06/28/2012 11:36 am ET Updated Aug 28, 2012

Global Leaders at Rio+20 Needed to Consider Buckminster Fuller's Big Question

Our media reports that the Rio+20 conference was a bust because our so-called leaders could not decide on a purpose much less any significant results. This seems like a very predictable outcome given Buckminster Fuller's perspective of politicians and corporations (which he referred to as the GRUNCH -- Gross Universal Cash Heist). He also reminds us that "all politics are not only obsolete but lethal."
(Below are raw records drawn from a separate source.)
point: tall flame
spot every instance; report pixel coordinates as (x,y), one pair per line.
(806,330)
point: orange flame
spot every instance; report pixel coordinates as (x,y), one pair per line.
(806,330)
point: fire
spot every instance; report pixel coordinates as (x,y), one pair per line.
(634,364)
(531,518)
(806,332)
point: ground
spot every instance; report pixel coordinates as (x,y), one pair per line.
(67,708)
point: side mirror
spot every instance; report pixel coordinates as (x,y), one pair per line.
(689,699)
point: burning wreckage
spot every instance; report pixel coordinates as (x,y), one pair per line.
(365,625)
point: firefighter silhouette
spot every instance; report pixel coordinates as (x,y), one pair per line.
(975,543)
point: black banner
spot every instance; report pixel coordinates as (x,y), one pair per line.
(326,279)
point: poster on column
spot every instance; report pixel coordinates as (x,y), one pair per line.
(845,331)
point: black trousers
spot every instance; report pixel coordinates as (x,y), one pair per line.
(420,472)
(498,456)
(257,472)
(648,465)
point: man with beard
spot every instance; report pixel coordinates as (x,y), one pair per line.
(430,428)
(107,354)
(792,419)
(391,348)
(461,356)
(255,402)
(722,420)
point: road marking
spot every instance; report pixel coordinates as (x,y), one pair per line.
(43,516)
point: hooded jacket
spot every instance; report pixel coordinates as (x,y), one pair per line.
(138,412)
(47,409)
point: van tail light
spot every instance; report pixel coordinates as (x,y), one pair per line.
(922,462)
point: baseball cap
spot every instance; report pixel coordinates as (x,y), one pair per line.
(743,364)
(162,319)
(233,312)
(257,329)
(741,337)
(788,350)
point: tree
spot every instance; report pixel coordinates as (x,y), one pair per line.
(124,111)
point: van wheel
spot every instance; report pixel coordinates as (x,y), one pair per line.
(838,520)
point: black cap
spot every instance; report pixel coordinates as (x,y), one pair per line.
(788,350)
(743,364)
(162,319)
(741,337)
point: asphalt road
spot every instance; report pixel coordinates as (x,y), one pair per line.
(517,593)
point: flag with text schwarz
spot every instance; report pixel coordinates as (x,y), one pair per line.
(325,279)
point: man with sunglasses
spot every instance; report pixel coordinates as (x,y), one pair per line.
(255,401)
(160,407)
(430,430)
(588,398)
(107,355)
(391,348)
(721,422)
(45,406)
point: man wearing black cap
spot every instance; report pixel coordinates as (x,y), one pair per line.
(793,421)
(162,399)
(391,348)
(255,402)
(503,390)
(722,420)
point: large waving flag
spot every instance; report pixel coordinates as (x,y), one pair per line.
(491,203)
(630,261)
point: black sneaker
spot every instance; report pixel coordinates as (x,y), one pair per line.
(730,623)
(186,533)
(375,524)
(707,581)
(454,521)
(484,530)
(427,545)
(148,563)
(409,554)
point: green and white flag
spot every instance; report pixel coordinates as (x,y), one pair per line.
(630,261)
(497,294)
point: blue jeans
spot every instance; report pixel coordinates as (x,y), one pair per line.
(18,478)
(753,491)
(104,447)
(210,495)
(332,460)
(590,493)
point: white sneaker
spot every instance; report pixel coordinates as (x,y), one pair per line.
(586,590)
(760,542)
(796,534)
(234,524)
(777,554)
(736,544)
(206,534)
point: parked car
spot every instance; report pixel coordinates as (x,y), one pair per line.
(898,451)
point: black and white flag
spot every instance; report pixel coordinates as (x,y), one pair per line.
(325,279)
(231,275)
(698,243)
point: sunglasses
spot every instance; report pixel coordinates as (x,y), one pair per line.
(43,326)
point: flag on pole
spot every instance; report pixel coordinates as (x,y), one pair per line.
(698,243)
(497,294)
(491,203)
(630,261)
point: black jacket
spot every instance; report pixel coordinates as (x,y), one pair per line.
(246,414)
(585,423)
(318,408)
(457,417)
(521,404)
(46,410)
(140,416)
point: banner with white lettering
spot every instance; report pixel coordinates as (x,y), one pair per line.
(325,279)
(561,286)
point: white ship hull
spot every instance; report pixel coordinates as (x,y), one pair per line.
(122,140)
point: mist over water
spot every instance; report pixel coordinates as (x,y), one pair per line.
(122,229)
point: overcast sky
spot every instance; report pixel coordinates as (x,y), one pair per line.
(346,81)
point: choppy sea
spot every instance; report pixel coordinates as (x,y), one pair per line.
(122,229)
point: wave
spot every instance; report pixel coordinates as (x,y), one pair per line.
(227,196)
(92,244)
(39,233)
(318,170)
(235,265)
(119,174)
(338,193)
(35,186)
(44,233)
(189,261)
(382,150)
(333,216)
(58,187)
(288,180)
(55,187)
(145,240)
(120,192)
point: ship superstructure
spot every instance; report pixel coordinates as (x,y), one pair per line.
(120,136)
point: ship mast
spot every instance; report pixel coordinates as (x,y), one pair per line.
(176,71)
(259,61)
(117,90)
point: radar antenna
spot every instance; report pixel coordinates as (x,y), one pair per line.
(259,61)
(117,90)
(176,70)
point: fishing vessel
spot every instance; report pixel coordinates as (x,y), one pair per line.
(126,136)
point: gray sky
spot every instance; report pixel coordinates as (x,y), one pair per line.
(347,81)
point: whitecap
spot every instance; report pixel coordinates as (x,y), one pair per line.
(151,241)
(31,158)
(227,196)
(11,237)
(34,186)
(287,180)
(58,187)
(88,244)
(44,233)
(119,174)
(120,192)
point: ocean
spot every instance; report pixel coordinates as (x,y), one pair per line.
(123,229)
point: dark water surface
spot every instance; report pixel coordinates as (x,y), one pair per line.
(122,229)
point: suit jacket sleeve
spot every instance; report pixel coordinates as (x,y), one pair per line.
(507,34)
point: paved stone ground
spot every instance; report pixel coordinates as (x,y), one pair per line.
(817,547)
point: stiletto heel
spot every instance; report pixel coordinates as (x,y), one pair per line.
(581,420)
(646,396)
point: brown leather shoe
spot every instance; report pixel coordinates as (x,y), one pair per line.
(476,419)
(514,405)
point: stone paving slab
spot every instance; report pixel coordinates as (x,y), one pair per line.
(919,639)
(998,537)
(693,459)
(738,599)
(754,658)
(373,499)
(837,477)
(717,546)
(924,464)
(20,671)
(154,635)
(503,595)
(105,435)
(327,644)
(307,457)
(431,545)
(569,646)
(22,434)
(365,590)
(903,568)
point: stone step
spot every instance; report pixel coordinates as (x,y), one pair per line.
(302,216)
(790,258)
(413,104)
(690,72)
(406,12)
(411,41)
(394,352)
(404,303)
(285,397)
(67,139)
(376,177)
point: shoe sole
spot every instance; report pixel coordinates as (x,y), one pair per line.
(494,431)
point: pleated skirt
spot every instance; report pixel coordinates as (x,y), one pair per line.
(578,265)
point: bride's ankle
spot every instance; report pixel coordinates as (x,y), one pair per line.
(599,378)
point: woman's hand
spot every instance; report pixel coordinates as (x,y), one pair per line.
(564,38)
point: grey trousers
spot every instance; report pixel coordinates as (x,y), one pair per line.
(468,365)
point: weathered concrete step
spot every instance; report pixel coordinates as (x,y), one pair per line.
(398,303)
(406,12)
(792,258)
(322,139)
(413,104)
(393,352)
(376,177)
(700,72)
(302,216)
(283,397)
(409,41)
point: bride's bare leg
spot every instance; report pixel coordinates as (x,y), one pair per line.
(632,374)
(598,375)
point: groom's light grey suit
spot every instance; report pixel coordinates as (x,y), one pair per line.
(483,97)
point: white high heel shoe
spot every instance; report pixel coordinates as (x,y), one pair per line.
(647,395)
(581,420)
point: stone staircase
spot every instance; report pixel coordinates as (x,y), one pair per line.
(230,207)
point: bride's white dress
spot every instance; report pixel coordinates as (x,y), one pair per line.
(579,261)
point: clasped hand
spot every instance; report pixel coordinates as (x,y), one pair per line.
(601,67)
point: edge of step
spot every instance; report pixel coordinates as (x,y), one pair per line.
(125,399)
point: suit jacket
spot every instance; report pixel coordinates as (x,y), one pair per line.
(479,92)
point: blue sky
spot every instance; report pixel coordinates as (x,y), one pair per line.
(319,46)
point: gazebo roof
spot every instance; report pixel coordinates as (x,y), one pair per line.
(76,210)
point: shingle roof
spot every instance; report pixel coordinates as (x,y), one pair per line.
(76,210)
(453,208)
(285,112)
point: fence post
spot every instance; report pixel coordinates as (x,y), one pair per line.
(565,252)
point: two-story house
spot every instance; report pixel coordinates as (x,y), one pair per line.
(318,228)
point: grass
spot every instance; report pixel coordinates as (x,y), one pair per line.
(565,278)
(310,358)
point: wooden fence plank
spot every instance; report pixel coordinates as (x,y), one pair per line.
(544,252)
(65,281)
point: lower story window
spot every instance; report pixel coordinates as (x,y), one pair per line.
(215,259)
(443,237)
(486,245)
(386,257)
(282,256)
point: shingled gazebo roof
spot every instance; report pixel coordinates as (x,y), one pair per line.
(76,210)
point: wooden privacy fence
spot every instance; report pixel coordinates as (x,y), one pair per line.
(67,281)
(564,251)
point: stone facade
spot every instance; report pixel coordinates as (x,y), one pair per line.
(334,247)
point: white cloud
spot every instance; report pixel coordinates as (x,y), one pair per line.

Today, we need only look at the comments of environmental activist Dr. David Suzuki when talking about the participants at Rio+20 to hear an expert carrying the same message and pleading with us to wake up and take action. In a Democracy Now! interview Dr. Suzuki this about the two Rio gatherings:

"There should be a category of intergenerational crime. You come here 20 years later, how many of the political leaders that were here in 1992 are now here again? Very, very few, if any. So, these guys come, they make a lot of nice words and they say, we care about this, we're going to do that. Nobody holds them accountable because they go out of office, they go on to become billionaires or whenever they do. But who is accountable for the lack of any kind of profound activity?"

The people who came to Rio in 1992 and again in 2012 did so with the best of intentions, but few could resist the call of the GRUNCH. Money and power overwhelmed most of them. Following a very different drummer, Bucky Fuller lived a disciplined life in service to all living beings on the planet he named Spaceship Earth. He was not interested in money, and walked a path devoted to answering a single question:

"How do we make the world work for 100% of humanity in the shortest possible time through spontaneous cooperation without ecological damage or disadvantage to anyone?"

Had the people who gathered in Rio last week or 20 years ago simply posted this question on billboards, brochures, programs, banners and everywhere they could find, they might have come up with a far different result. They might have begun to consider the issues not from their limited perspective representing a specific country, organization or entity, but from the universal perspective that Bucky championed. They also might have viewed our precarious situation on our tiny fragile Spaceship Earth with a great deal more compassion and personal concern.

Those people may have been high-ranking representatives, but they were (and still are) individuals who have the privilege to live and thrive on our Mother Earth. Or as Bucky reminds us about himself, "the most important thing about me is that I am an average human.

We are all average humans with special gifts to share. And sharing those talents and skills will, in fact, answer Bucky's Big Question (which was also his Mission Statement). We can "make the world work for 100% of humanity in the shortest possible time through spontaneous cooperation without ecological damage or disadvantage to anyone" if each of us remembers that we are unique, talented, interconnected individuals with something important to share. When we each come to that realization for ourselves, as Bucky did in 1927, we can fully accept responsibility for our individual piece of the challenge faced by our global species and contribute our unique piece to the solution. Only then will we each begin to experience Bucky's vision of "a world that works for everyone" and have our planet to be a welcome home for all.